Once embedded in the sugar glass, the molecules can’t move around. If they can’t move around, they can’t bump into each other, and this means damage and degradation is not happening. Think of the mosquito, neatly tucked away in amber, protected from millions of years of possible damage.
“So with the HPV vaccine as an example, once you take an HPV vaccine and move it into these sugar glasses, it becomes room-temperature stable. It no longer needs to be refrigerated at all,” Randolph says.
Many countries, in regions such as sub-Saharan Africa, Central America, and South-East Africa, are under-resourced and cannot widely distribute refrigeration systems.
“It adds cost every single step of the way,” Randolph says. “It adds cost during manufacturing of the vaccine. It adds cost as those vaccines are stored. It adds cost during shipping. It adds costs and challenges.”
On top of this challenge, there are vaccines that require multiple rounds. Rabies for example requires five to seven rounds of shots if you are bitten by an animal. So even if someone is able to find a clinic that has refrigeration capabilities and the vaccine available, finding the time and resources to come back to the clinic on multiple occasions can be difficult.

According to the CDC, an estimated 70,000 people die each year from rabies – ten times more than deaths reported to the World Health Organization (WHO).
This is where the second part of the new vaccine technology comes in. Randolph’s lab found a way to put multiple vaccine doses into a single shot – by coating the temperature stable vaccine in multiple layers of alumina, chemically the same thing as sapphire.

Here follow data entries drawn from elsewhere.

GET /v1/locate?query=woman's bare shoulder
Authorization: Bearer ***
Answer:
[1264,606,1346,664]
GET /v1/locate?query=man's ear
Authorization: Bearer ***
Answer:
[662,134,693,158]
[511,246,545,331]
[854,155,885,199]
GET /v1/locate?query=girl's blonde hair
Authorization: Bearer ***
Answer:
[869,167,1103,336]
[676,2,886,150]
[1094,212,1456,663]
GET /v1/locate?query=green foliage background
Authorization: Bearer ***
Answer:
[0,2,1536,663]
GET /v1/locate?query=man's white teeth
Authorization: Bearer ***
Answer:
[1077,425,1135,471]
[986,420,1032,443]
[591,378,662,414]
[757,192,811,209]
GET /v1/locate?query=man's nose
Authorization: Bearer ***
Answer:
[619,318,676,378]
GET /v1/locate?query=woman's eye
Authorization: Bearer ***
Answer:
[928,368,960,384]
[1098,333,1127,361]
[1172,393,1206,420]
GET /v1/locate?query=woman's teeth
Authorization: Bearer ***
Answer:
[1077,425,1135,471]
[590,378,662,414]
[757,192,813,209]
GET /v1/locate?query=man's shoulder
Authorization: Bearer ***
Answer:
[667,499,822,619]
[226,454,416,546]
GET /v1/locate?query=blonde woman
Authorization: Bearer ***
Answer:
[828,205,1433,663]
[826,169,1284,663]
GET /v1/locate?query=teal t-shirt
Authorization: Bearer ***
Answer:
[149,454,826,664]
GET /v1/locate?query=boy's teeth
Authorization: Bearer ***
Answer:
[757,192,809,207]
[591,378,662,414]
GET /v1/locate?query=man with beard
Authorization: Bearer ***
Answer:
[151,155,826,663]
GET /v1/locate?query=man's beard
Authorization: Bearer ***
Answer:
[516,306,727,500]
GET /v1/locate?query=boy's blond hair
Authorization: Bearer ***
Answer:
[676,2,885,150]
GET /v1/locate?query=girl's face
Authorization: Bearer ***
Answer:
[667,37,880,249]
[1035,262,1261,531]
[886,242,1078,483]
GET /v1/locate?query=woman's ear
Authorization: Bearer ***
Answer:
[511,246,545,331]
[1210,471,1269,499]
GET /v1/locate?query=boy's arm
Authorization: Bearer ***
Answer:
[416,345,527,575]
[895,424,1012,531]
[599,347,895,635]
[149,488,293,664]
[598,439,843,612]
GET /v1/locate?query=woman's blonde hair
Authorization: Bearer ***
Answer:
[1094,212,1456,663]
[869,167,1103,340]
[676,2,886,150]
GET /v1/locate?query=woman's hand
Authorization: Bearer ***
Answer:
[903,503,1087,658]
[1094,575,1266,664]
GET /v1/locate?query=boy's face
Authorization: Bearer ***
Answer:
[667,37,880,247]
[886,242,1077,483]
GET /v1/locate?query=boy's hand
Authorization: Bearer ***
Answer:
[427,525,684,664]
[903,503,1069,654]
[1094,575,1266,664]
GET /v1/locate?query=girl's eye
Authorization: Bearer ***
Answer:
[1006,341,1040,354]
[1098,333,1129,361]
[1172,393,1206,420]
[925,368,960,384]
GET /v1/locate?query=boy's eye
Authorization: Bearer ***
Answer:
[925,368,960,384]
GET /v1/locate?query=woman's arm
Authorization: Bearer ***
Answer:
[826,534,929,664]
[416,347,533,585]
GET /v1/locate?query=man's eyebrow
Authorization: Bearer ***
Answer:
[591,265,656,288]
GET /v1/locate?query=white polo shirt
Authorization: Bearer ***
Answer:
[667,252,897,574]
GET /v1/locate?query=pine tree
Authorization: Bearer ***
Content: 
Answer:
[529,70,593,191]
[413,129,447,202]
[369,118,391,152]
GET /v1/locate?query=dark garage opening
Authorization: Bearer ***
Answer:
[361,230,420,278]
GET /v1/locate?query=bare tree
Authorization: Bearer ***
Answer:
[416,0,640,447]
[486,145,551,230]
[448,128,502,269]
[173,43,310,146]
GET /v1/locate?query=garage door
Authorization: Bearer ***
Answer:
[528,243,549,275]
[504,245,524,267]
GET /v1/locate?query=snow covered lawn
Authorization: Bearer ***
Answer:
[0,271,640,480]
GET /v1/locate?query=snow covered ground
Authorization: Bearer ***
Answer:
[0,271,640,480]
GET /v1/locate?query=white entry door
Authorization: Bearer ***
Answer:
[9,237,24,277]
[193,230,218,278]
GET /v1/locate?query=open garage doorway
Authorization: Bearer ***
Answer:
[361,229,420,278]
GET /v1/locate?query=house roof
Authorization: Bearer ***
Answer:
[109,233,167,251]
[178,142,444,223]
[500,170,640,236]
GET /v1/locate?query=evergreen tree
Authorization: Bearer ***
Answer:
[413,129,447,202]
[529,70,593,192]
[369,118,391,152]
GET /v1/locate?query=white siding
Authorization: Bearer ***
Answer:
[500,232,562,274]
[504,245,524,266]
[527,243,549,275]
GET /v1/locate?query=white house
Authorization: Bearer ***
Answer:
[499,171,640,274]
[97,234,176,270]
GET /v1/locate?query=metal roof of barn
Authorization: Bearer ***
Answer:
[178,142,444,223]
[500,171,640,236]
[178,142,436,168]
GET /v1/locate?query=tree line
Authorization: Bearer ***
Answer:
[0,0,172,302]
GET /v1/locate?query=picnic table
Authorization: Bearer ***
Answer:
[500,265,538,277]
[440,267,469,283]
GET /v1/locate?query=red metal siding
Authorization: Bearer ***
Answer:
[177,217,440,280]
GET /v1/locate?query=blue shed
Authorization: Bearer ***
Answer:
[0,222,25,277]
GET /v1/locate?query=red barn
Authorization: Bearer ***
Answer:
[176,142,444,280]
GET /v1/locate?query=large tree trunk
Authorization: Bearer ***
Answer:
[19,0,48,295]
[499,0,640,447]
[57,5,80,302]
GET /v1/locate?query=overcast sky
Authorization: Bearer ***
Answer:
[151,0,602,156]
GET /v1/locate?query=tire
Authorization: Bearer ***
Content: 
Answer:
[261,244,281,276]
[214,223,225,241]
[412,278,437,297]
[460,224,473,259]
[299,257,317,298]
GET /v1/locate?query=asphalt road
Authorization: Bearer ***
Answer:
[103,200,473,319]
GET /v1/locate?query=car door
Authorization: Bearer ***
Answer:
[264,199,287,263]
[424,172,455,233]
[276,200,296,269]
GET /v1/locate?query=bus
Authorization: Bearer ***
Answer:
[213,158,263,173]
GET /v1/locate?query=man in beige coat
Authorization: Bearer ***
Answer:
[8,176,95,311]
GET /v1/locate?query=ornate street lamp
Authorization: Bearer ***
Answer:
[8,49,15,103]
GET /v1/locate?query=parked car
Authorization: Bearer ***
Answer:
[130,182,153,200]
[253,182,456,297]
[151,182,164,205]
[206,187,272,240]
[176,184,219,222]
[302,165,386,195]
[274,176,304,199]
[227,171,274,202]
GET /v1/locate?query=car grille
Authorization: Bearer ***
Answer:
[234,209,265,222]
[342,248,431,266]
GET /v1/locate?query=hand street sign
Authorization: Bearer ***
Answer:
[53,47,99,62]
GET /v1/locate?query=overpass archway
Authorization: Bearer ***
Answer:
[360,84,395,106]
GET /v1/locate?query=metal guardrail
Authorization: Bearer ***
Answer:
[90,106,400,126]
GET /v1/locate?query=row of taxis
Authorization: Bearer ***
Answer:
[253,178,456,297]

“There’s nothing that is completely insoluble, and those very, very thin layers of alumina dissolve very, very slowly. Once they get wet, they dissolve so slowly that it might take a couple of weeks or months,” Randolph says. “Once they dissolve the sugar and vaccine component on the inside of the particle dissolves almost instantly. It’s very much like getting a second shot a month later, or two months later, or three months later.”

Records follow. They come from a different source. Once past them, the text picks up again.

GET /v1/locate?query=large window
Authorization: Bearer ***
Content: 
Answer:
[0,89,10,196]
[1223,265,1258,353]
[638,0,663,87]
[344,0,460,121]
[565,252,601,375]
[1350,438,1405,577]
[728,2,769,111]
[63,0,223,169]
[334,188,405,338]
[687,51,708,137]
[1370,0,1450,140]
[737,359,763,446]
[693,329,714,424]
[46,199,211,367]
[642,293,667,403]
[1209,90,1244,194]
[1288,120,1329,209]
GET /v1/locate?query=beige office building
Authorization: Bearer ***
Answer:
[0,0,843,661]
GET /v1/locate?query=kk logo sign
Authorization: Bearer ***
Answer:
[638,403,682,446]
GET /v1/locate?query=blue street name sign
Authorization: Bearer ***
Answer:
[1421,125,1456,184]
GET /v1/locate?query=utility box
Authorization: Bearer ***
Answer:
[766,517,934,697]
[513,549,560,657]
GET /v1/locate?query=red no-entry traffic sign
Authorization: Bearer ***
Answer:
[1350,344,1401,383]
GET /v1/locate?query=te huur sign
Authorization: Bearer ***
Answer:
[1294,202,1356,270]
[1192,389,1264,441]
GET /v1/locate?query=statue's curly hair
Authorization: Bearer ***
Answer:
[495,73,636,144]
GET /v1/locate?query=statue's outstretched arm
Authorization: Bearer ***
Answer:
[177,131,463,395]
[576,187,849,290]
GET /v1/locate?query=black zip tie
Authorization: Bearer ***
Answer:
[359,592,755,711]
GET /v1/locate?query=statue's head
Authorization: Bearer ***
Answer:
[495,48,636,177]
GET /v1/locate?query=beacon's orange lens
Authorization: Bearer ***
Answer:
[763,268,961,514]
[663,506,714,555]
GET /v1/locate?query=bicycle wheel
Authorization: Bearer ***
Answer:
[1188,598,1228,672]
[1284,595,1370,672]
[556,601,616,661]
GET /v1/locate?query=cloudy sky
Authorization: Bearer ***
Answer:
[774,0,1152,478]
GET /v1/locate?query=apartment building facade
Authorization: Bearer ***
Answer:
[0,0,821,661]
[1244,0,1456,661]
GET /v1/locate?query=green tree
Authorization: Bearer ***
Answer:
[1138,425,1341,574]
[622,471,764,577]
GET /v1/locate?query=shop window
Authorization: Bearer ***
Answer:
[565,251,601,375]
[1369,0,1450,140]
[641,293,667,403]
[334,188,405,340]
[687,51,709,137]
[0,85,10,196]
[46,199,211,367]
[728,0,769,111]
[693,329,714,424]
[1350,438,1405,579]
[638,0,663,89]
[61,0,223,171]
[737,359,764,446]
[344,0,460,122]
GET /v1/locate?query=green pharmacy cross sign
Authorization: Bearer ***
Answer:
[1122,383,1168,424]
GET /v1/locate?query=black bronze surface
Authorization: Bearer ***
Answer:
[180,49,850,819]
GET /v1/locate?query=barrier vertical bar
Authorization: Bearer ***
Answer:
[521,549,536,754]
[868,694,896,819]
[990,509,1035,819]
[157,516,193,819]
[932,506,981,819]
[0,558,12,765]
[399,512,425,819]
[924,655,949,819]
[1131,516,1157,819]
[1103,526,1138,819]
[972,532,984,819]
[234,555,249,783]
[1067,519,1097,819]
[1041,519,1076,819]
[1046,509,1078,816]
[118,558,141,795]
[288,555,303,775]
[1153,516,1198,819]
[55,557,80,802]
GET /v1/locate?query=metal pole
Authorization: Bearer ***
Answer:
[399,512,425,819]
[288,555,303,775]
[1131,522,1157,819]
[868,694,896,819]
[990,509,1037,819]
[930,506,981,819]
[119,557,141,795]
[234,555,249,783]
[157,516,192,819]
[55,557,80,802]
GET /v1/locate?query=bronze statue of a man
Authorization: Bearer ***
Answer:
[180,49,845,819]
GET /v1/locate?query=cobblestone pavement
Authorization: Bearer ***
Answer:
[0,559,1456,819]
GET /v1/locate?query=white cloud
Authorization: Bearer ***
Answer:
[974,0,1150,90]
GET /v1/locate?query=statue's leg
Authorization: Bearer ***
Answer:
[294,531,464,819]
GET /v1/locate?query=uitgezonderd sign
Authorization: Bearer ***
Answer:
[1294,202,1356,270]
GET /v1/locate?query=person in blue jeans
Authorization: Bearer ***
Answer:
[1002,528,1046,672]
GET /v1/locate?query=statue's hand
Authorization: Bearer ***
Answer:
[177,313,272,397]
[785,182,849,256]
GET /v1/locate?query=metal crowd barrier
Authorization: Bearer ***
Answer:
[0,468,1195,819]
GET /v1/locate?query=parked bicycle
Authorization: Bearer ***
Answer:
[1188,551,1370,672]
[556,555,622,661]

Though human trials are not expected for several more years, Randolph sees the potential impact temperature stable, single dose vaccines can have on human health.

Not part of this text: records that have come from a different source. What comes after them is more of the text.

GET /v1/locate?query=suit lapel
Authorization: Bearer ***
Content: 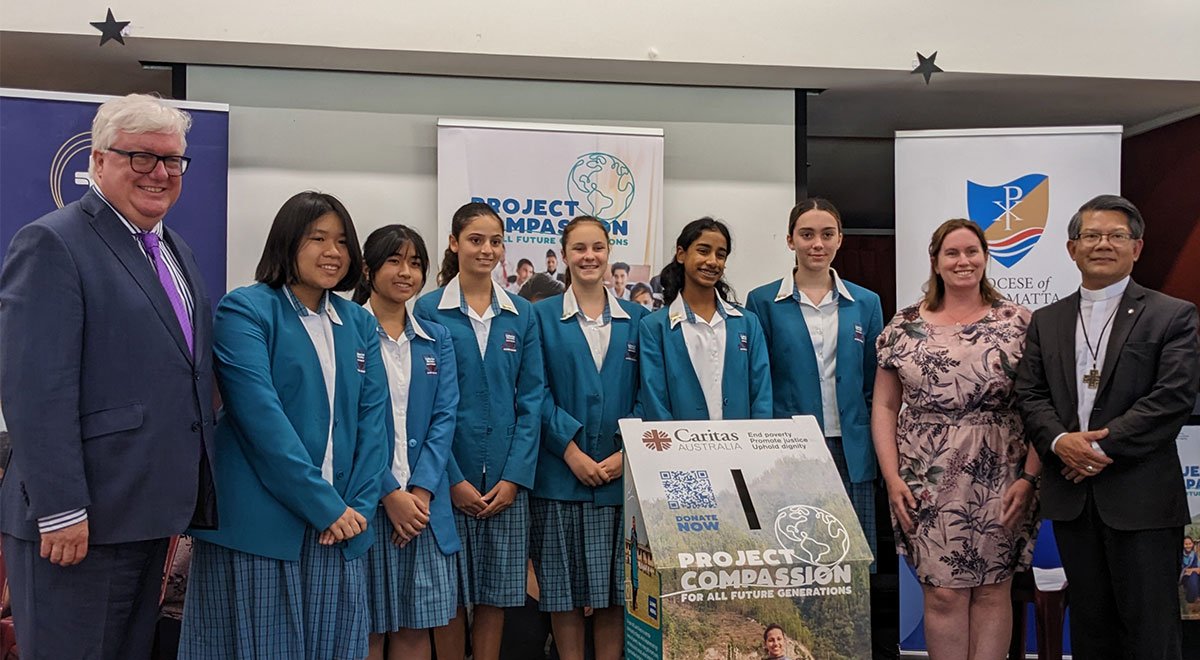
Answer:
[1050,292,1082,405]
[1096,280,1146,397]
[82,190,194,361]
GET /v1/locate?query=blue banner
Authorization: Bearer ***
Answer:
[0,90,229,305]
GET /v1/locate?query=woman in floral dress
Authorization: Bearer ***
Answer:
[871,220,1042,660]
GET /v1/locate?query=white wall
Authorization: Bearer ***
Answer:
[184,67,794,300]
[0,0,1200,86]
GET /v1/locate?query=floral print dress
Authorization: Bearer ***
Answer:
[876,300,1037,588]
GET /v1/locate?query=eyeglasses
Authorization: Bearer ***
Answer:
[107,146,192,176]
[1072,232,1134,247]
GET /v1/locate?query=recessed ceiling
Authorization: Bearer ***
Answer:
[7,31,1200,138]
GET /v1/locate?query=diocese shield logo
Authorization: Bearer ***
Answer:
[967,174,1050,268]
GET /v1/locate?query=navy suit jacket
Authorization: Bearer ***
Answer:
[0,191,216,544]
[1015,280,1200,530]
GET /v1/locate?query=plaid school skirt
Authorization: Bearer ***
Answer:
[454,488,529,607]
[529,498,625,612]
[367,506,458,632]
[179,528,367,660]
[826,436,880,574]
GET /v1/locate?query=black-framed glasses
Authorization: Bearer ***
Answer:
[106,146,192,176]
[1074,232,1134,247]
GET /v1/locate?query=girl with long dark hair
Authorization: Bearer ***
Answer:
[354,224,461,660]
[638,217,772,420]
[529,216,646,660]
[413,203,546,660]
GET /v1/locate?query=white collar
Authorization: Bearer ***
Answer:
[438,275,521,316]
[775,266,854,304]
[283,284,342,325]
[562,287,629,323]
[667,292,742,330]
[1079,275,1129,302]
[362,295,437,342]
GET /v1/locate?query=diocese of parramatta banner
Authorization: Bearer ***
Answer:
[0,89,229,305]
[895,126,1121,310]
[895,126,1121,652]
[438,119,662,298]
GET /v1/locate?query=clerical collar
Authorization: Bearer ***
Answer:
[1079,275,1129,302]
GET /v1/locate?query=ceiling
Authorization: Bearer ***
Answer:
[7,31,1200,138]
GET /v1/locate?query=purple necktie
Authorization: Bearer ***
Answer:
[138,232,192,355]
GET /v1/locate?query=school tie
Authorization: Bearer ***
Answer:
[138,232,193,355]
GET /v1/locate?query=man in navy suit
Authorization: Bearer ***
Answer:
[0,95,221,660]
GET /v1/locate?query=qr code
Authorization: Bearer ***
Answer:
[659,469,716,509]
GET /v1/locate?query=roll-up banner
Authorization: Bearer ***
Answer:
[438,119,662,298]
[0,89,229,305]
[895,126,1122,653]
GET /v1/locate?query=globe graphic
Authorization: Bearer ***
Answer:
[566,151,634,221]
[775,504,850,566]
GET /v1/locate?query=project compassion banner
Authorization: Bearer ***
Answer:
[438,119,662,298]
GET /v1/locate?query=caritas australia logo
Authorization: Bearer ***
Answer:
[967,174,1050,268]
[642,428,671,451]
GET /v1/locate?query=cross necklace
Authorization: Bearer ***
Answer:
[1079,304,1121,390]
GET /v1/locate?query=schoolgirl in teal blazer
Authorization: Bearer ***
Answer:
[180,192,390,660]
[638,217,772,420]
[533,292,647,505]
[746,277,883,482]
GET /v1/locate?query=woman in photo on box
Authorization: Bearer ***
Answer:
[746,198,883,572]
[413,203,546,660]
[871,220,1042,660]
[638,217,772,420]
[179,192,388,660]
[354,224,461,660]
[529,216,646,660]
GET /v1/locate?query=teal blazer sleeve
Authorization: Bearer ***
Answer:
[500,306,546,488]
[405,324,458,493]
[212,289,343,529]
[745,312,775,419]
[335,319,394,525]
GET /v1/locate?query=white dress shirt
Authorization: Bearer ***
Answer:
[667,294,742,420]
[284,287,342,484]
[362,296,444,488]
[438,275,518,358]
[775,269,854,438]
[1050,276,1129,451]
[562,287,629,371]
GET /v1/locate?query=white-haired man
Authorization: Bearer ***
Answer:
[0,95,216,659]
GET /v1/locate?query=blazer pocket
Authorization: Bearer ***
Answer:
[79,403,142,440]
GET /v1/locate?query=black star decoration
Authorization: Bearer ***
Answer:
[912,50,943,85]
[91,10,130,46]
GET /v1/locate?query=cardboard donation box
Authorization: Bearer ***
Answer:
[620,416,872,660]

“All other drugs are just crushed by how well vaccines do in terms of preventing loss of life and extending healthy life spans,” Randolph says. “It’s really nice to be able to say, maybe there’s a glimmer of hope that we could crack through some of that and actually help more people have access to this amazing technology.”


“If you just take a hard scientific look at vaccines, the number of lives that they have saved beats all other therapeutics. All other drugs are just crushed by how well vaccines do in terms of preventing loss of life and extending healthy lifespans,” Ted Randolph said.